Finola nickte. »Sie gehen nachher noch einmal zurück in den Pub und fragen Angus aus. Vielleicht so ein bisschen als verzweifelte, betrogene Frau? Er fand Sie nämlich ›nett und anständig‹ und klang dabei sehr ritterlich.«
»Und wegen der Gartenfreaks?«
»Rufen Sie Lachie an! Der kann über das Internetportal sicher die entsprechenden Daten der Männer abrufen, die BabyJean kontaktiert haben. Vielleicht erkennen wir dann eine Querverbindung zu jemandem, mit dem BabyJean kurz zuvor oder etwa zur gleichen Zeit in Kontakt war.«
Anne hob die Augenbrauen. »Mir scheint, Sie haben das durchgedacht. Was wollen Sie selbst machen?«
»Ich werde wieder zu Rose Miller aus London und gehe zurück nach Invertingle. Schließlich habe ich hinten an der Mauer noch nicht alles umgegraben. Und sicher kann ich nach getaner Arbeit mit Ms Barlow noch ein wenig Tee trinken und plaudern. Wir können dann ja mal ganz zufällig über Männer reden. Ich schätze, wenn ich es richtig anfange, wird sie mich an ihrem reichen Erfahrungsschatz teilhaben lassen.« Finola zwinkerte.
»Gut, also fahr ich Sie jetzt zurück.«
Finola zögerte und sah sich um. »Warten Sie, ich habe eine Idee, wie wir auch gleich noch Craig Erskines Verbindung nach Invertingle überprüfen können. Der ist ja schließlich mein Fall. Und ganz aus den Augen dürfen wir ihn nicht verlieren.« Sie wies auf ein kleines Buchgeschäft. »Bin gleich wieder da.«
Als sie ein paar Minuten später zurückkam, saß Anne schon im Auto, die Fenster hatte sie heruntergelassen.
»Augenblick!« Finola hielt ein kleines Buch in der Hand, dass sie ein paarmal kraftvoll auf- und zuklappte, sodass der Rücken Knicke zeigte und an einer Stelle sogar brach. Dann beugte sie sich nieder und strich mit dem Buchschnitt mehrmals über den Boden.
»Oh, mein Gott, was machen Sie denn da?«
Finola grinste und stieg ein. Dann begann sie, verschieden große Eselsohren in die Seiten zu falten.
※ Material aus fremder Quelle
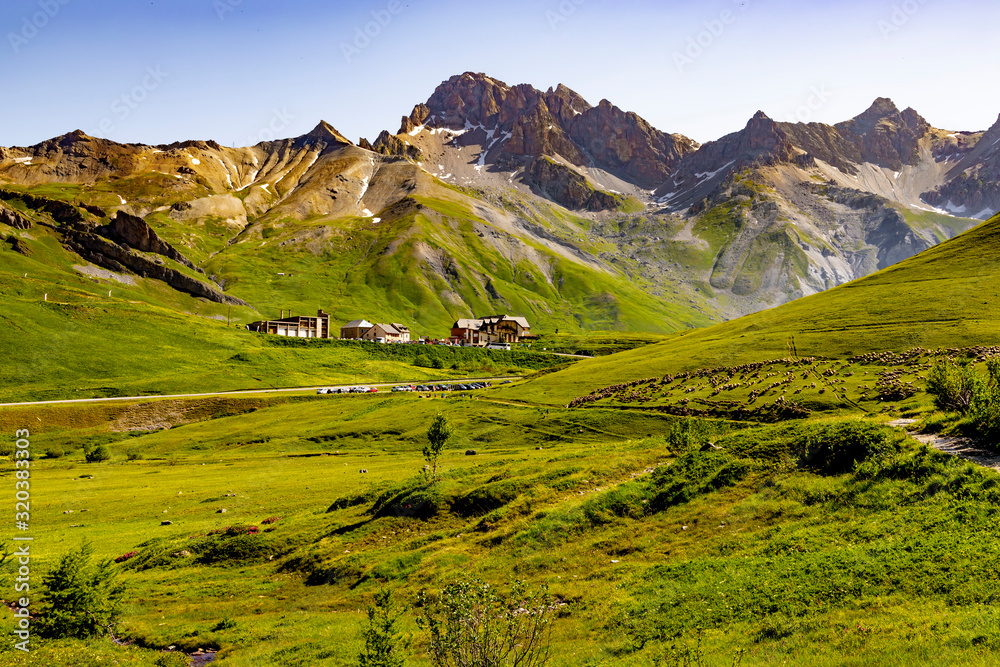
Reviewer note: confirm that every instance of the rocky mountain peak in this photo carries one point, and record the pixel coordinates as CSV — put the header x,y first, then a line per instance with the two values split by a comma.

»Das ist der gleiche Reiseführer wie der, den ich in Craig Erskines Auto gesehen habe. Der sah auch so missbraucht aus. Haben Sie einen Kuli?«
Wortlos holte Anne einen Kugelschreiber aus ihrer Handtasche und reichte ihn Finola. Die schrieb in Druckbuchstaben Craig Erskine hinein.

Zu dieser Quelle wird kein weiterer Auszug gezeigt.